I have experienced the range of severe behaviors one might experience when having a family member with Borderline Personality Disorder traits, and I experienced many of the worst while pregnant with triplets.  Trying to stay alive in a world that doesn't make sense during the times when someone with Borderline Personality Disorder is having difficulties managing his or her behaviors can be a challenge, and there may be times that simply breathing seems to take more effort than you are able to expend.  So ensuring that you filter all of what you say can be a crazy unreasonable expectation for even the most compassionate of peaceful love-muffins.  I desire to be a person who thoughtfully responds rather than impulsively reacts, but the humanity in me allows me to have moments of ugly thoughts and accidental verbal vomiting. 

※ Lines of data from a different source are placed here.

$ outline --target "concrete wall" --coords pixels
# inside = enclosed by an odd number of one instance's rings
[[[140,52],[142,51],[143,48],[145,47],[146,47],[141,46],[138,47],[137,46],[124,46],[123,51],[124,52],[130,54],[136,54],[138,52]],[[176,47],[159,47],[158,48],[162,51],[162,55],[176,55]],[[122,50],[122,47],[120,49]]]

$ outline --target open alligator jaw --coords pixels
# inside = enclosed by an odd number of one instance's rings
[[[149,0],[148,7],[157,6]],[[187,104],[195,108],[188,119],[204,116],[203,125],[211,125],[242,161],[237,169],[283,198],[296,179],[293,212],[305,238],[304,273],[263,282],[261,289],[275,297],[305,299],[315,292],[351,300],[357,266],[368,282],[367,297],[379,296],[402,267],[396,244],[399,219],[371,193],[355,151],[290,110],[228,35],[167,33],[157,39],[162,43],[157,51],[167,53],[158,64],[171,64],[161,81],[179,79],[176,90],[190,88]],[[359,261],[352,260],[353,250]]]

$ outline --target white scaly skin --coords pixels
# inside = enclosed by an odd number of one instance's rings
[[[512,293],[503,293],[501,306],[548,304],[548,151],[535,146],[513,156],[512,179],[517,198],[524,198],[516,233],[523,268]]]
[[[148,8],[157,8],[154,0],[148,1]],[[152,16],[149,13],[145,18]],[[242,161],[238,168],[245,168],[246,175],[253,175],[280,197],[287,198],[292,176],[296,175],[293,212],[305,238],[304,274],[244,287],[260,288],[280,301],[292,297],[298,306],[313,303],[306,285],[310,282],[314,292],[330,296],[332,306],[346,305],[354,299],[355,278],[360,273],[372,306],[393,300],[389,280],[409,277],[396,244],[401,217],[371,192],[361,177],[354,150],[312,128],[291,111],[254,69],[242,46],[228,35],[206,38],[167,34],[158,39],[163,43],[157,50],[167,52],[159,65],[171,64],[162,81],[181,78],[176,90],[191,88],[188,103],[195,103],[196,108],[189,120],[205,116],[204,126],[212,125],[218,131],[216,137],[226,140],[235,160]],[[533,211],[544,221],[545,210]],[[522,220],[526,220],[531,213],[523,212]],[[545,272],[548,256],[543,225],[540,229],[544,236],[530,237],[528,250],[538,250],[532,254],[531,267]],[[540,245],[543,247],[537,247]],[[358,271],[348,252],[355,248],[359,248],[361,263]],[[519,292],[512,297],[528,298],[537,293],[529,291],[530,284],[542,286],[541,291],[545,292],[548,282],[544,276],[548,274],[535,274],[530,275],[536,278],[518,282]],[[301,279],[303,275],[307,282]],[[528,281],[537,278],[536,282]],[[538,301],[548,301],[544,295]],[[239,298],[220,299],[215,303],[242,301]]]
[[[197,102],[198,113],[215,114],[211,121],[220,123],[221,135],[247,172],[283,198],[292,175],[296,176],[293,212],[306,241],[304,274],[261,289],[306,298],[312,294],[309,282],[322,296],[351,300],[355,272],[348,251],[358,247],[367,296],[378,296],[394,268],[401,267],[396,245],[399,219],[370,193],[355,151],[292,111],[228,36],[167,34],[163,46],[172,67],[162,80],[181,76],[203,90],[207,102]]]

Do I sometimes feel so angry that I can't imagine ever feeling compassion for the evil monster my family members with personality disorder traits can become?  Yes.  Do I still love my them even after the unmentionable things I have experienced in the throes of personality disorder rages?  Yes.  And one of the reasons I can still find love in my heart and go on after a particular grueling episode is because I have looked within myself and decided that I am not an infallible victim of Borderline Personality Disorder.  What I am is a regular human-being with a full range of emotions who sometimes sits quietly hoping.  . . .and sometimes charges wildly with an occasional snort.
 


You cause me so much pain.   
I think I’m going insane.   
What does it take to make you see?   
You just keep on pushing my love over the borderline. 
                                                          ~ (still) Madonna - Borderline

3 comments:

  1. (Just popped over from Randi's blog...)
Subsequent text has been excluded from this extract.